Firstly, as mentioned in Section 3.2.2, for the clutter of the GUT, the mainlobe width in Doppler Δ B a for SBEWR was much larger compared to the AEWR. In addition, the high velocity of SBWER amplified the effectiveness of the RA, so that different RA components were located in different Doppler bins, especially for the near-range components, which are shown in Figure 4. Therefore, to estimate the Doppler information of all the RA components in the GUT accurately by the training samples, more auxiliary beams are needed in the Doppler dimension. Then for the elevation dimension, the larger number of the RA components for SBEWR leads to the increase in the DOFs in this dimension. In addition, different RA components have different elevation angles. Hence, enough auxiliary beams are also needed in the elevation dimension. Finally, as shown in Figure 2c, the clutter distributes homogeneous in the elevation-Doppler plane. In a certain Doppler bin, different elevation angles correspond to a similar value of cos ψ , which means that different elevation components are mostly located in the same azimuth bin. Therefore, only a few auxiliary beams are needed in the azimuth dimension to achieve effective CCM estimation. In summary, more auxiliary beams are needed in both Doppler and elevation dimensions, while the demand for auxiliary beams is much lower for the azimuth dimension. Therefore, the 3D-SDB6, which performs the SDB in the azimuth dimension and is expressed by Equation (36), is the most suitable plan for 3D-SDB on non-stationary clutter suppression for SBEWR according to the analysis above. In addition, the distribution of clutter in the elevation-azimuth plane is also homogeneous, as illustrated by Figure 2d. Considering that the demand for auxiliary beams in the Doppler dimension is larger than the demand in the azimuth dimension, performing GMB in the elevation-azimuth plane is more suitable than in the elevation-Doppler plane. Further, because of the non-homogeneous distribution in the azimuth-Doppler plane, performing GMB in the azimuth-Doppler plane is not a suitable plan. That is to say, the 3D-GMB2, which is expressed by Equation (45), is the most suitable plan for the 3D-GMB.

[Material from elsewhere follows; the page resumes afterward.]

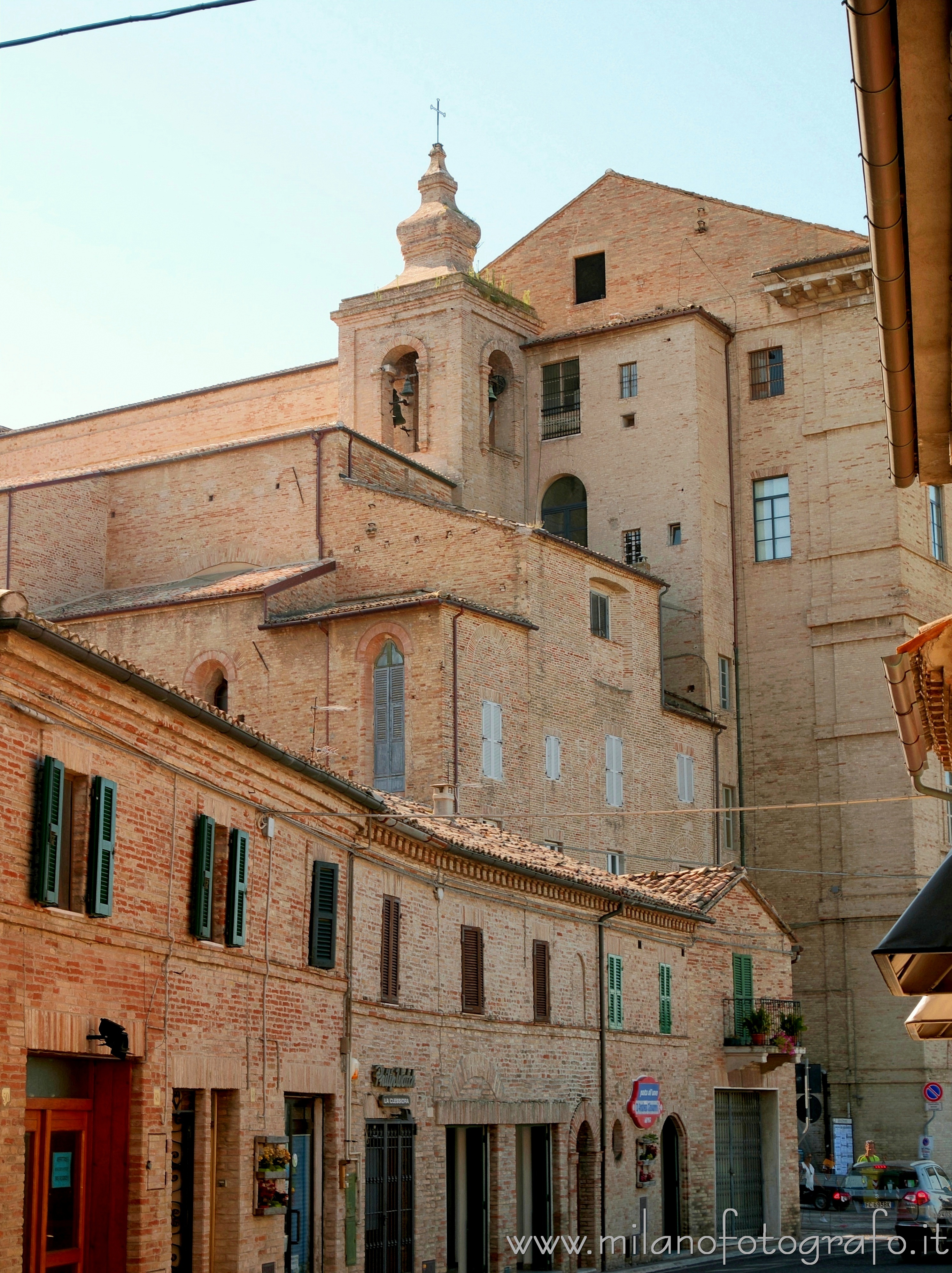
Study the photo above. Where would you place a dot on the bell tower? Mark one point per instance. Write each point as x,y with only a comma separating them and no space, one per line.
432,365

5.2. Computational Complexity Analysis

The floating operations (FLOPS) of the 3D-STAP methods are calculated to analyze the computational complexity in this subsection. Note that both a complex multiplication and a complex summation are counted as one basic FLOP here for a reasonable approximation [23]. The general values of the FLOPS for the 3D-STAP methods are presented in Table 2, where N D denotes the number of divided Doppler filters, and N B denotes the total number of auxiliary beams. According to Table 2, the curve that indicates the relationship between the FLOPS and N B is shown in Figure 6 with N D = 128 and other main parameters listed in Table 1. This illustrates that the relationship is not linear. As N B grows larger, the increase in the FLOPS becomes faster. The relationship further indicates the necessity to reduce the total number of auxiliary beams due to the computational complexity.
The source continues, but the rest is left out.